The following quote from Shermer is pretty representative also:
<i>“What would you do if there were no God? Would you commit robbery, rape, and murder, or would you continue being a good and moral person? Either way the question is a debate stopper. If the answer is that you would soon turn to robbery, rape, or murder, then this is a moral indictment of your character, indicating you are not to be trusted because if, for any reason, you were to turn away from your belief in God, your true immoral nature would emerge…If the answer is that you would continue being good and moral, then apparently you can be good without God. QED.” [Michael Shermer, The Science of Good and Evil, pp. 154-155].</i>
I have seen this "proof" use to argue that atheists don't have a special problem of moral justification! (*) As psychology, perhaps he is right, but it does nothing to address the epistemic status of moral claims. I dont' think they are being sneaky and slippery, but are simply ignorant of these important distinctions.
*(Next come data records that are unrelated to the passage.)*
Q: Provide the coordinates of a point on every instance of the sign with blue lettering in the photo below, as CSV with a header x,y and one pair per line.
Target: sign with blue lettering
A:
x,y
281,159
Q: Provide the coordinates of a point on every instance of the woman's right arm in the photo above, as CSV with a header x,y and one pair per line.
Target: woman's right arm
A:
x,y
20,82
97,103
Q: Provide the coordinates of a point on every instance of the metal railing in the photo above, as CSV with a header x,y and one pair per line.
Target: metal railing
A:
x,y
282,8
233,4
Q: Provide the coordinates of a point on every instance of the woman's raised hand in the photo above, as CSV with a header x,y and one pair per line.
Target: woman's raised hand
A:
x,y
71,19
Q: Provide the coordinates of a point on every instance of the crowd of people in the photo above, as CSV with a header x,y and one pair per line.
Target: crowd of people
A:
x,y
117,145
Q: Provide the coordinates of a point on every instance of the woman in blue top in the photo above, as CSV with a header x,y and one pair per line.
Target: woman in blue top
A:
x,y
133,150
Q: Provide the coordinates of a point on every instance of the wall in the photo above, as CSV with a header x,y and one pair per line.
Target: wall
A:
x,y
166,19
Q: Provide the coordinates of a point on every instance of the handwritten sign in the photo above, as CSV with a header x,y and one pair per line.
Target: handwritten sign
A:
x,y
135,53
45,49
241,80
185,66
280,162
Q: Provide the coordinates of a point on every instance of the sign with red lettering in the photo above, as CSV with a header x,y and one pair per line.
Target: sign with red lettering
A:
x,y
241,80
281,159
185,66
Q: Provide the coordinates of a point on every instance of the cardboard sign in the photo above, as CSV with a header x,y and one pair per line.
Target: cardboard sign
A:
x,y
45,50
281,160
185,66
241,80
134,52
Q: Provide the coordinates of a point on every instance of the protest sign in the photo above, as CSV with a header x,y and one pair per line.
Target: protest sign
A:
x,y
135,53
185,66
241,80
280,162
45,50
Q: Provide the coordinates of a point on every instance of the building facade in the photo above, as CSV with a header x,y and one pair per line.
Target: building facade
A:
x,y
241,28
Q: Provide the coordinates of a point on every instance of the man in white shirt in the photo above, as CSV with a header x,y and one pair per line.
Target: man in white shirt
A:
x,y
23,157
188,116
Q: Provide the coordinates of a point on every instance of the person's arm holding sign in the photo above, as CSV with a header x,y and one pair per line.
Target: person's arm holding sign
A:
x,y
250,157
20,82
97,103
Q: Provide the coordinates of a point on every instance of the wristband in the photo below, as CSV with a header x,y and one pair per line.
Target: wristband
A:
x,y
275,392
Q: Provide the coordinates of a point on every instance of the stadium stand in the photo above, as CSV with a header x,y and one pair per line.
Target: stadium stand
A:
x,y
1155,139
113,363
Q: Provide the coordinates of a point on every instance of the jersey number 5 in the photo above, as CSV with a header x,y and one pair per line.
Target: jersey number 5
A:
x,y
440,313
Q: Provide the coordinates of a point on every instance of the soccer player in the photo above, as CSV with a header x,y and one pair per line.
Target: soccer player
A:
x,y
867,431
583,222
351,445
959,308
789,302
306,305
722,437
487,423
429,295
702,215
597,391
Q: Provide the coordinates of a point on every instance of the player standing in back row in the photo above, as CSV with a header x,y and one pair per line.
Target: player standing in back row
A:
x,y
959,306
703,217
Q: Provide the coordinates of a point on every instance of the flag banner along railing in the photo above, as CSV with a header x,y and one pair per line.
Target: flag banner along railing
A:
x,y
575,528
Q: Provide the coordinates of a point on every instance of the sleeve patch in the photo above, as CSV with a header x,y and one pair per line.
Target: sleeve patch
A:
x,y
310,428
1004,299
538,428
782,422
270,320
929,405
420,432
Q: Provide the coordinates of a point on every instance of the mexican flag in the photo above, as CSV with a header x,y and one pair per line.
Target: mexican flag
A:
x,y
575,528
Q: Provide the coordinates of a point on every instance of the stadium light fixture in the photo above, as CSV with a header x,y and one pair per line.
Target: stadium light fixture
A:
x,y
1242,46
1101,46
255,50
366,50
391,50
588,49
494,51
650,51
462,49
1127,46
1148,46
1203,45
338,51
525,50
(*)A conclusion I agree with, just not based on such arguments.
Eric Thomson
Thanks for alerting me to the Shermer quotation. He seems to making the same mistake that Harris makes.
James,
Glad to see you are reading Simone Weil. Imagine a situation in which A is in a position to impose his will on B (by raping and murdering her, say) and that A will 'get away with it.' (No one cares about B, they are far off in the wild, etc. We may imagine that A will die in a month from cancer. ) In this situation, does A have a reason not to rape and murder B, a reason to not gratify himself? If there is no God, and no surivival of physical death, what reason could A have? Because it is wrong in the abstract for A to rape and murder? That will strike A as a joke. "You are going to oppose to my real and furious lust an abstract moral demand that hangs in the air with no way of being enforced??"
This is one way to focus the question that people like Harris and Shermer apparaently don't grasp.
My favorite Simone Weil quote from the same book:
“The danger is not lest the soul should doubt whether there is any bread [God], but lest, by a lie, it should persuade itself that it is not hungry.”
That is an outstanding formulation. A reason why many atheists think that theism is just a load of childish rubbish is that they are not "hungry" in Weil's sense. Compleltely satisfied by this world (if not in its present state then in an imagined future one), they make no inquiry into whehter or not it is ultimate.
Furthermore, I am quite sure Weil would say that genuine existential doubting of the existence of God is a higher spiritual state than a Falwell-type smug conviction of his existence. (Though I should not pretend to know what went on in Falwell's soul.)
Thanks for that excellent quotation on the positive uses of doubt. But doubt also has a negative side which is perhaps betrayed by its etymology. I speculate that there might be a connection between the German Zweifel (doubt) and Teufel (devil). Zweifel contains zwei (two) just as duplicitas points us back to duplex. What's the Latin for devil? Diabolus? which may be related to dubitare, to doubt.
These are just my speculations. Further, Goethe in Faust describes Mephistopheles as Der Geist der stets verneint, the spirit that always negates. The power to negate, grounded in our free will, is a power that spiritual beings have. It makes us God-like and so tempts us to egotism, rebellion, and the Fall. In a man like Hitchens we find practically the apotheosis of the spirit of contrariety, though 'apotheosis' might not be the right word.
Now why does that remind me of Monty Python's Argument Clinic ...?
I'll bet there is a strong negative correlation between having religion as an important part of your life and being a criminal. And I wouldn't be surprised if there were a positive correlation between religious devotion and being a generally kind and charitable person.